According to the release, AAA interviewed 1,002 U.S. adults 18 years of age or older. Twenty-three percent classified their driving or lifestyle changes as “major.”
AAA also offered advice to increase fuel efficiency, like keeping tires fully inflated and only purchasing premium gas for vehicles that recommend or require it. Several gas tracking apps and websites can help you find the lowest gas prices in your area.
On August 1, the national average for gas in the U.S. was at $4.189, up from $3.176 at the same time last year. The national average has fallen since it peaked on June 14, when regular unleaded cost $5.016 a gallon, according to AAA.
California tops the list of individual states with an average price of $5.588 for regular.
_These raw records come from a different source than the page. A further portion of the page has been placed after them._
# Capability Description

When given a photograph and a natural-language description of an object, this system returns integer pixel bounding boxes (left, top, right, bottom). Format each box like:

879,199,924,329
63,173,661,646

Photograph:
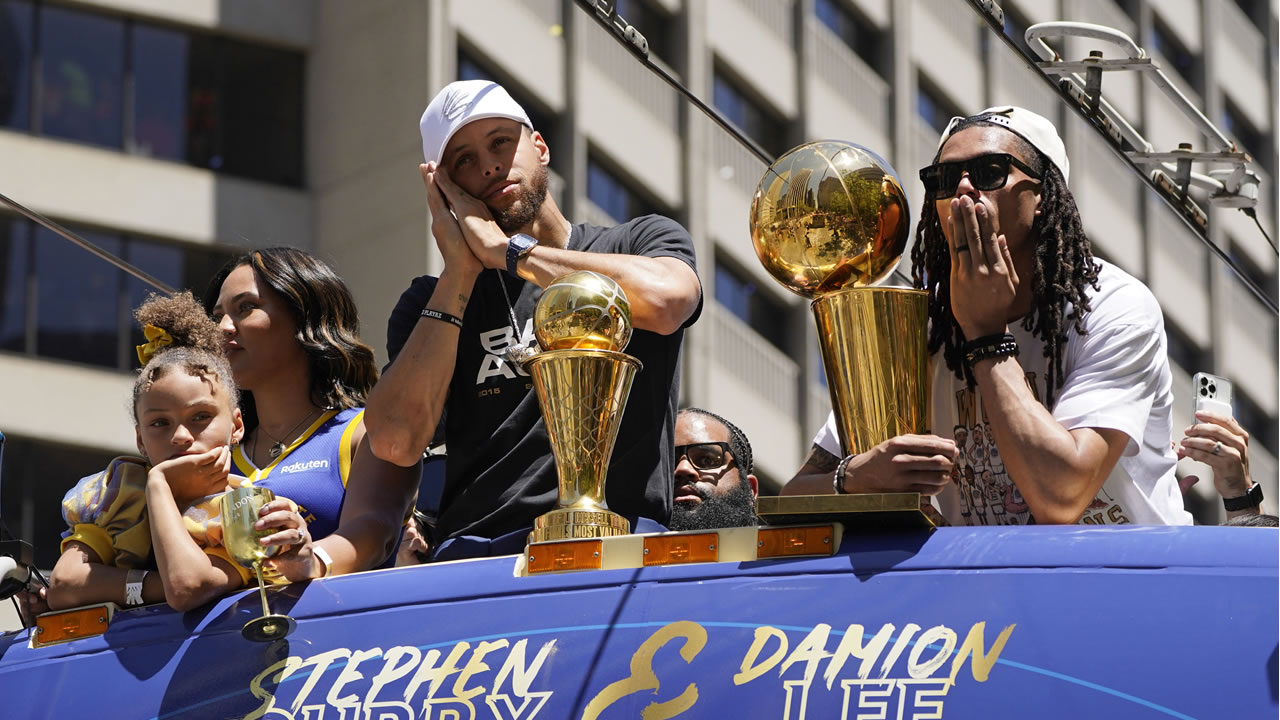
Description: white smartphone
1192,372,1233,419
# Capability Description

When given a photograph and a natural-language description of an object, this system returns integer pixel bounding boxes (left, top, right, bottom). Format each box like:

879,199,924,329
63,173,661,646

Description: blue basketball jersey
232,407,363,540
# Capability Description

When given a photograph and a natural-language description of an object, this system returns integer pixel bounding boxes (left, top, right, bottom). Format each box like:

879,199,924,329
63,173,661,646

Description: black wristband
964,333,1018,367
420,308,463,329
1222,482,1263,512
833,454,856,494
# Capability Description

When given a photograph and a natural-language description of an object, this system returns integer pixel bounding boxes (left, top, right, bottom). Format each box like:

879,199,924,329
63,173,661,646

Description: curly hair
132,291,238,422
678,407,753,476
909,120,1101,405
203,247,377,429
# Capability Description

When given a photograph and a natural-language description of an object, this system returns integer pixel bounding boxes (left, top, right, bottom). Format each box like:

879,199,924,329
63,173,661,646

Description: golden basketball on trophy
750,140,932,529
534,270,633,351
525,271,642,543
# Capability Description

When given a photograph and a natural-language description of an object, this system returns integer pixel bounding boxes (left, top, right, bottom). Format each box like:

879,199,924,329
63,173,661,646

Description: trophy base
529,507,631,543
242,614,296,643
756,493,936,533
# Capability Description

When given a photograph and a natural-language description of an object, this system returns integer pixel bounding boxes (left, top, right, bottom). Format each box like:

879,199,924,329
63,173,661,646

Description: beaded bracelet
963,332,1018,367
833,454,856,494
420,308,463,329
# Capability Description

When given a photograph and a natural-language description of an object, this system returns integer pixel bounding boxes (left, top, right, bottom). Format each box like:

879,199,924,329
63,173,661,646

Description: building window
587,156,656,222
1149,16,1200,92
0,216,28,352
1234,388,1277,455
715,258,789,351
1225,233,1278,304
615,0,673,65
0,215,238,371
814,0,882,72
1221,99,1264,160
1001,6,1043,59
713,69,786,157
0,0,35,131
0,436,118,569
916,77,962,135
1164,322,1206,380
2,2,305,186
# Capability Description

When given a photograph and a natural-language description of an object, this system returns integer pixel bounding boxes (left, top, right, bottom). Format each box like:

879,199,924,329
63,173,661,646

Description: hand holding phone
1181,372,1252,502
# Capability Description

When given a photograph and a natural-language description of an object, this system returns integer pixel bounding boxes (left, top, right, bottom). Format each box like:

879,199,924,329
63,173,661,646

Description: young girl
47,292,314,612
Hawaii ($5.438), Alaska ($5.075), Nevada ($5.061) and Oregon ($5.047) rounded out the top five. Conversely, gas cost the least in Texas ($3.691), followed by South Carolina ($3.714), Georgia ($3.741), Arkansas ($3.752) and Tennessee ($3.758).
Inflation’s impact on consumer spending also extends to home improvement. Material and, fuel costs, loan rates and contractor availability have changed dramatically in the past two years due to increased demand and labor/supply shortages. The domino effect contributed to new home construction slowing, higher mortgage interest rates and surging home sale cancellation rates.